The story goes that when British archaeologist Howard Carter opened the hitherto undisturbed tomb of King Tutankhamen, the "Boy King" of Egypt during the 18th dynasty, it unleashed a curse on the men who had desecrated it -- resulting in the deaths of (by some claims) twenty of the expedition members.
Tutankhamen was the son of the famous "Heretic King" Akhenaten, and died at the age of eighteen in 1341 BCE. Some archaeologist speculate that he was murdered, but current forensic anthropology seems to indicate that he died of a combination of malaria and complications from a badly broken leg.
Be that as it may, shortly after Tut's tomb was opened, people associated with the expedition began to die. The first was Lord Carnarvon, who had funded Carter's expedition, who cut himself badly while shaving and died shortly thereafter of sepsis from an infection. While it's easy enough to explain a death from infection in Egypt prior to the advent of modern antibiotics, the deaths continued after the members of the expedition returned to London:
- Richard Bethell, Carter's personal secretary, was found smothered in a Mayfair club.
- Bethell's father, Lord Westbury, fell to his death from his seventh-floor flat -- where he had kept artifacts from the tomb his son had given him.
- Aubrey Herbert, half-brother of the first victim Lord Carnarvon, died in a London hospital "of mysterious symptoms."
- Ernest Wallis Budge, of the British Museum, was found dead in his home shortly after arranging for the first public show of King Tut's sarcophagus.
Still, that leaves some decidedly odd deaths to explain. And now historian Mark Benyon thinks he's figured out how to explain them.

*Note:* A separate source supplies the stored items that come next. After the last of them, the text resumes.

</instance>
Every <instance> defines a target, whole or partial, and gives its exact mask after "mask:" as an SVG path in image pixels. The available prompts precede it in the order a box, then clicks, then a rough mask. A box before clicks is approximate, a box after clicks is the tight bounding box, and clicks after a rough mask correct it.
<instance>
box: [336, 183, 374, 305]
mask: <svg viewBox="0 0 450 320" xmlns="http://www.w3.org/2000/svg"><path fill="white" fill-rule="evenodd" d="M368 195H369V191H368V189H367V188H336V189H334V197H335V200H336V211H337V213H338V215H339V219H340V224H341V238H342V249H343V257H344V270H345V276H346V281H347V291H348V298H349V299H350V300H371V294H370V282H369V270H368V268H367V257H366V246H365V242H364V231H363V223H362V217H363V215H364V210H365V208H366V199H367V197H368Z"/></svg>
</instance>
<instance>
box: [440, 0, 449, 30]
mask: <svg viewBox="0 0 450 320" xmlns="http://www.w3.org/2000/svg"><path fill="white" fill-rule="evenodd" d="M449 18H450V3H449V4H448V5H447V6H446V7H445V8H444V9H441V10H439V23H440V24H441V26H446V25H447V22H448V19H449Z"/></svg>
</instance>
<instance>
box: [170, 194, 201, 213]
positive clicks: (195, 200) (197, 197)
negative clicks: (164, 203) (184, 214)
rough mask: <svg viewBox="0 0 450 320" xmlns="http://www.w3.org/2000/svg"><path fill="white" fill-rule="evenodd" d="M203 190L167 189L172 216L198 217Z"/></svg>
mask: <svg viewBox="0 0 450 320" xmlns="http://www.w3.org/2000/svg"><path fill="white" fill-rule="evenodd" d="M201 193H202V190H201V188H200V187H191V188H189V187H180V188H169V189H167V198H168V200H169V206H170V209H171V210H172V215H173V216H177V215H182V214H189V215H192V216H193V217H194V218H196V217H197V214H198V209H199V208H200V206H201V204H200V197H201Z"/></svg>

In his soon-to-be-released book, London's Curse: Murder Black Magic, and Tutankhamun in the 1920s West End (available for pre-order here), Benyon lays the deaths of Carter's associates in London -- especially Bethell, Westbury, Herbert, and Budge, all of which were deaths by foul play -- at the feet of none other than Aleister Crowley.
Crowley, the self-proclaimed "Wickedest Man on Earth," was a sex-obsessed heroin addict who had founded a society called "Thelema." Thelema's motto was "Do what thou wilt," which narrowly edged out Crowley's second favorite, which was "Screw anything or anyone that will hold still long enough." His rituals were notorious all over London for drunken debauchery, and few doubted then (and fewer doubt now) that there was any activity so depraved that Crowley wouldn't happily indulge in it.
One of Crowley's obsessions was Jack the Ripper. He believed that the Ripper murders had been accomplished through occult means, and frequently was heard to speak of Jack the Ripper with reverence. Benyon believes that when Crowley heard about Howard Carter's discoveries, he was outraged -- many of Thelema's rituals and beliefs were derived from Egyptian mythology -- and he came up with the idea of a series of copycat murders to get even with the men who had (in his mind) desecrated Tutankhamen's tomb.
It's an interesting hypothesis. Surely all of the expedition members knew of Crowley -- almost everyone in London at the time did -- and at least one (Budge) was an occultist who ran in the same circles as Crowley. That Crowley was capable of such a thing is hardly to be questioned. Whether Benyon has proved the case or not remains to be seen, but even at first glance it certainly makes better sense than the Pharaoh's Curse malarkey. I will definitely read Benyon's book with interest when it comes out, and may have more to say about it after that -- and until then, we'll just file this under "Another woo-woo claim plausibly explained by logic and rationality."